An either-or choice between deceitful bastard and incompetent figurehead should not be read as an exoneration.

In 2013, Holder introduced his "Smart on Crime" initiative to introduce important reforms like giving judges more leeway to ignore mandatory minimums in nonviolent drug cases. Reason has praised such efforts (modest though they are compared to the devastation the war on drugs has wrought). In August, Sullum noted that Holder's own prosecutors resist one of the things he's doing as attorney general that isn't awful. They use the threat of harsh sentencing to wring out plea deals and avoid trials:

Consider what can happen to recalcitrant defendants who insist on going to trial. Last year Roy Lee Clay, a Baltimore heroin dealer who turned down a plea deal under which he would have served 10 years in prison, received a mandatory life sentence after he was convicted and federal prosecutors invoked sentencing enhancements based on his prior offenses. In 2005 the same sort of enhancements resulted in a life sentence for Roderick "Rudd" Walker, a Deadhead from Buffalo who was offered an eight-year sentence for pleading guilty to LSD charges.

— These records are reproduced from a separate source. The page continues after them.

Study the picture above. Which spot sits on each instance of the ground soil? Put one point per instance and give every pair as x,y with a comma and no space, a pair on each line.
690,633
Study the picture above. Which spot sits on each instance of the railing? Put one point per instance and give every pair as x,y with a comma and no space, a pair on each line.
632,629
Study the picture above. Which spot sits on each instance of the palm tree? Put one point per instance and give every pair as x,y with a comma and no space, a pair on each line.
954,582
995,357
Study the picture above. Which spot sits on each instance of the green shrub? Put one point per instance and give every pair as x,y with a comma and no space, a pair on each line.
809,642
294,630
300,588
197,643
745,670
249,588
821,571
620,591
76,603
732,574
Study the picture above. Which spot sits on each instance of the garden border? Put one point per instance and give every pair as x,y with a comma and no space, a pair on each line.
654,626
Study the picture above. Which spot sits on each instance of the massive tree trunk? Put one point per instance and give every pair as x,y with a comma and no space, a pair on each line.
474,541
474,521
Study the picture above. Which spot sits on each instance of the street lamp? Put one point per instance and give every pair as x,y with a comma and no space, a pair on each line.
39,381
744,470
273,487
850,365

In my view, no one should go to prison for engaging in consensual transactions. But even if you think that Clay and Walker deserved to do time, a life sentence cannot be appropriate if prosecutors were prepared to say a term of a decade or less was.

When you see the stark choices that federal defendants face, you can begin to understand why an astonishing 97 percent of them decide to plead guilty. The bigger the gap between the sentence a defendant can get through a plea bargain and the one he will get if he is convicted after a trial, the stronger his incentive to "cooperate"—and the weaker the system's claim to be doing justice.

There will be plenty more analysis of where Holder succeeded and fail to champion for civil liberties in the coming weeks. Reason readers apparently have made their own decision on Holder. Last year they named him one of the top ten "enemies of liberty."